1) To avoid high temperature processes and that means a lot of energy is saved in fabrication. 2) To reduce the required film thickness which for thin film technologies like this means more than a factor of 10 to 100 compared to the more bulky crystalline solar cells. This is thanks to the more active light absorbing material. The savings in material translates to savings in cost and energy.

The challenge was to fix the stability of the new solar cells in air. The next big challenge is to create Quantum Dots solar cells based on Silicon, an already abundant and inexpensive material.

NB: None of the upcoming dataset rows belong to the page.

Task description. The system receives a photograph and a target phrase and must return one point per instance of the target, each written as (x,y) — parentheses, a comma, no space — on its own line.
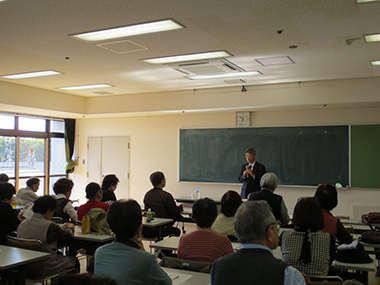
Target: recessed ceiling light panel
(31,74)
(224,75)
(79,87)
(270,61)
(127,31)
(372,38)
(187,57)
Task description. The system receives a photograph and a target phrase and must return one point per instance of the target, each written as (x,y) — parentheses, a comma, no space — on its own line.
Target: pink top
(85,208)
(203,246)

Fretting Freddy the Ferret pressing the Fret
28th May, 2014 @ 07:21 am PDT

"By engineering the band alignment of the quantum dot layers through the use of different ligand treatments, a certified efficiency of 8.55% has been reached." 8.55% efficiency = High Efficiency???

Tudor Tihan
28th May, 2014 @ 09:39 am PDT

So, why don't these miracle inventions ever make the market?

WonderingWhen
28th May, 2014 @ 10:26 am PDT

9% ? A lot better than 0.4% reported here back in February 21, 2011

Martin Hone
28th May, 2014 @ 07:21 pm PDT

@Tudor from the Wikipedia entry on Photovoltaic_system:

"In 2012, solar panels available for consumers can have an efficiency of up to about 17%, while commercially available panels can go as far as 27%"

They are half as efficient as consumer panels today but also "flexible, inexpensive, lightweight" etc. It's a tradeoff and they are improving quickly. Wikipedia has an article on solar panel efficiency that gives a useful diagram: http://i.imgur.com/bAQwzjq.jpg

Quantum dot is the red diamond on the bottom right.

Daishi
31st May, 2014 @ 01:42 am PDT

Patience, young grasshoppers. It will come.